近代科学の出発点は、事実と規範を区別して前者のみを対象とすることだ。カトリック教会が「太陽が地球のまわりを回るべきだ」と決めたとしても、科学はそれを否定する。経済学もそういう意味の科学をめざしたのだが、今や新古典派経済学は規範理論になってしまった。効用関数を最大化している人なんかいないし、そんな事実を証明することもできない。新古典派の消費者理論は「消費者が合理的ならそう行動すべきだ」という規範理論にすぎない。
しかし経済学の存在意義はそこにある、と著者は考える。人々の意思決定にはバイアスがあるが、経済学者が「それはおかしい」と批判したら反論できない。合理的な行動のほうが望ましい結果をもたらすからだ。したがって多くの人の集まる市場では、合理性が威力を発揮する。バイアスのある市場参加者は淘汰されるからだ。つまり合理的選択とは競争に生き残る選択のことなので、生物はきわめて合理的にできている。
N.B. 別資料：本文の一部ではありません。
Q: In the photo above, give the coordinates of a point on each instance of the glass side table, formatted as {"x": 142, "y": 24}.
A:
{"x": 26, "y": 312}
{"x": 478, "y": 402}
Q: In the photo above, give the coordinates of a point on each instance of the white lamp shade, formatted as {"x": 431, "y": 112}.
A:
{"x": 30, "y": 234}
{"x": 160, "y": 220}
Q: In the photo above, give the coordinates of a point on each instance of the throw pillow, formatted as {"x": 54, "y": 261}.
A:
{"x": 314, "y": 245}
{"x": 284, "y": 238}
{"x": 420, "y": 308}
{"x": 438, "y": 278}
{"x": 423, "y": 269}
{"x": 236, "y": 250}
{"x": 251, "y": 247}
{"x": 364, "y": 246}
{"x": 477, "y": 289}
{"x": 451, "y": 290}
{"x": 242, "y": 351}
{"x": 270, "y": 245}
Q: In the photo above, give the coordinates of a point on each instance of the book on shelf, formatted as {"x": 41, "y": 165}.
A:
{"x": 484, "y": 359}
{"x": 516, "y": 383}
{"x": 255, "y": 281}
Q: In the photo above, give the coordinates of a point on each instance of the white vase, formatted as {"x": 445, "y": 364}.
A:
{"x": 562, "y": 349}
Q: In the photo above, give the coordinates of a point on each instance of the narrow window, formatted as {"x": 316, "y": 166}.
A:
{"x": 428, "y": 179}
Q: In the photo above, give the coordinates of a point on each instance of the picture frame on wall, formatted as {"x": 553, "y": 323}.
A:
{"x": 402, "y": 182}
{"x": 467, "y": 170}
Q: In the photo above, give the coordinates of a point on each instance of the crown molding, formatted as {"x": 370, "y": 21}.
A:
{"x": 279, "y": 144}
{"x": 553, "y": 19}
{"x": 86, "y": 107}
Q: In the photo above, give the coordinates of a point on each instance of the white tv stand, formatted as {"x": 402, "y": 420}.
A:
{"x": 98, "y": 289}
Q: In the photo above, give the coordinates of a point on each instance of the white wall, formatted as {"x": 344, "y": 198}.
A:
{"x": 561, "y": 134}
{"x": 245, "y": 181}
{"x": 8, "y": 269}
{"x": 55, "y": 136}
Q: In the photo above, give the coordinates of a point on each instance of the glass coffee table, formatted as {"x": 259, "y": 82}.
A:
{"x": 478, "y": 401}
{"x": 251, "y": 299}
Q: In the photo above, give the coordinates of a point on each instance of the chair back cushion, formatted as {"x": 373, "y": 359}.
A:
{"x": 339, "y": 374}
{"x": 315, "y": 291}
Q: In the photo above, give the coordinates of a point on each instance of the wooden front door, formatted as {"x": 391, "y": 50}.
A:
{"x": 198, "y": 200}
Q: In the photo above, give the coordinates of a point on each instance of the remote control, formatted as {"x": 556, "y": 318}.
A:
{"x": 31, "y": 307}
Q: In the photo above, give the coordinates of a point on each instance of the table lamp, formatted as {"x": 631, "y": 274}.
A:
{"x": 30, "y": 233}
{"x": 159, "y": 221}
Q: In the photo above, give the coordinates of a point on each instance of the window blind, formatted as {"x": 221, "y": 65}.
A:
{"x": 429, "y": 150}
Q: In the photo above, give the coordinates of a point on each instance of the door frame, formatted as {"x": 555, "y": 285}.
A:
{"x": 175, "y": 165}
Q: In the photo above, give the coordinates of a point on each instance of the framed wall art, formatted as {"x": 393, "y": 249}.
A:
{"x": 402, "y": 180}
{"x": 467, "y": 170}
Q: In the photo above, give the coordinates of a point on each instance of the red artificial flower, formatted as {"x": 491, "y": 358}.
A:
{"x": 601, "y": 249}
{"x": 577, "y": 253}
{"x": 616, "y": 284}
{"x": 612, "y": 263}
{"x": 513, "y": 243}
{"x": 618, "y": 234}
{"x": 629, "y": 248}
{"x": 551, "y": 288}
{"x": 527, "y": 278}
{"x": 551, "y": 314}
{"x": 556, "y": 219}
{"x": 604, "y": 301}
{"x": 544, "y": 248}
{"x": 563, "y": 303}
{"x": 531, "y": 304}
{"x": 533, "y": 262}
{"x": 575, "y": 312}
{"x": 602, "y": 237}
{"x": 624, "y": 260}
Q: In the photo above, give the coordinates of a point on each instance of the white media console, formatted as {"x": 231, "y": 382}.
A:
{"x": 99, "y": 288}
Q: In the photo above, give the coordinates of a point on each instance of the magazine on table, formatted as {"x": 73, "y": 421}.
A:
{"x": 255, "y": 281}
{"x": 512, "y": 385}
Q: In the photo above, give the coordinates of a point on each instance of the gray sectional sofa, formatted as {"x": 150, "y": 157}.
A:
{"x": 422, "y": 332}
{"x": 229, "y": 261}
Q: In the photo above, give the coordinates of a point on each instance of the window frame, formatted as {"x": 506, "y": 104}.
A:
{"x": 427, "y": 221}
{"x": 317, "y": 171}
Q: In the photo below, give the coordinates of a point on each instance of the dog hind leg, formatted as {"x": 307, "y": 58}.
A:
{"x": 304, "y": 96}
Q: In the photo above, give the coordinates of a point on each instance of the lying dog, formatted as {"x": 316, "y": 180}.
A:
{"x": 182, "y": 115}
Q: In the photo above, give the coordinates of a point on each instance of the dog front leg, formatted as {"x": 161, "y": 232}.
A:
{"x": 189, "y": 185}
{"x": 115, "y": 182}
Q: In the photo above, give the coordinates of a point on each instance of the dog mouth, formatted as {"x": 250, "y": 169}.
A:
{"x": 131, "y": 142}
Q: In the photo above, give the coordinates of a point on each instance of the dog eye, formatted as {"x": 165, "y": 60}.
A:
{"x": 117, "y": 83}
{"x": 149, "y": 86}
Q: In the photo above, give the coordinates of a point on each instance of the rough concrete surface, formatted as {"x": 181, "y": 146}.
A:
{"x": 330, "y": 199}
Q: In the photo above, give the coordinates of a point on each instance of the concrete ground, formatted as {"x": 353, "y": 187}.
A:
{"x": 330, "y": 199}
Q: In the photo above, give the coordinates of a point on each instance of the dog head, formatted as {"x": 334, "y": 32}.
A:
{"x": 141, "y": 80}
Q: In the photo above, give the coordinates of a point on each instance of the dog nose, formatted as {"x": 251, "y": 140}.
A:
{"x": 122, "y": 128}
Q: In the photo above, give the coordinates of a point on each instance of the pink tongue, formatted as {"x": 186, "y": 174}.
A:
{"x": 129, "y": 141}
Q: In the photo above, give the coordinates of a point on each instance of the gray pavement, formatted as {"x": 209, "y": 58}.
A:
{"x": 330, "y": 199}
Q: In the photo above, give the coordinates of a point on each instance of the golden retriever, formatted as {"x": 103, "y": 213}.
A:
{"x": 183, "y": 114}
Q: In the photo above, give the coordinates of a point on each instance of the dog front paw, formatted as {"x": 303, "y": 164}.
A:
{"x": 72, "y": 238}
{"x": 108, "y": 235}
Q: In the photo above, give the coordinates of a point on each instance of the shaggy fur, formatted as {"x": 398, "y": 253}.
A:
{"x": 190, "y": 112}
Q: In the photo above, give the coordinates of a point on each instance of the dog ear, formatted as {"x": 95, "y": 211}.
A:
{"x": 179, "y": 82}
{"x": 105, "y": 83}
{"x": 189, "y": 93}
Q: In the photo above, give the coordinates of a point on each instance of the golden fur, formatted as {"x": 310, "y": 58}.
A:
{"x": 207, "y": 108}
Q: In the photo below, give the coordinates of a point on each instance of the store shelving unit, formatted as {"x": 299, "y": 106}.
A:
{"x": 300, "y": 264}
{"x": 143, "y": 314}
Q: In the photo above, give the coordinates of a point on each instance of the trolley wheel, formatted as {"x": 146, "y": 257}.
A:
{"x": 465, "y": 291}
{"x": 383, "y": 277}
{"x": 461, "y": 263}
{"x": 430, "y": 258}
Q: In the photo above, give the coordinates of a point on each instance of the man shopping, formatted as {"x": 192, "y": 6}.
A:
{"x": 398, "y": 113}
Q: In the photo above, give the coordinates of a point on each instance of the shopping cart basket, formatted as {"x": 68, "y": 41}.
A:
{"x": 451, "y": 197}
では感情にはどういう意味があるのだろうか。それはヒュームがいったように、アジェンダ設定の機能である。アルゴリズム的な合理性は、与えられた問題には答を出すことはできるが、問題を決めることはできない。あなたが昼食に寿司を食うかそばを食うかを合理的に決めることはできないのだ。合理的に計算できるのは、寿司を食う場合に安い寿司屋を選ぶことだけである。
こうした哲学的な観点から、著者はゲーム理論や社会的選択理論なども批判的に総括し、カントからアロウまで参照して「合理的選択とは何か」を探究する。本文では数式は省いてやさしく書かれているが、学生にも専門家にも一読に値する教科書である。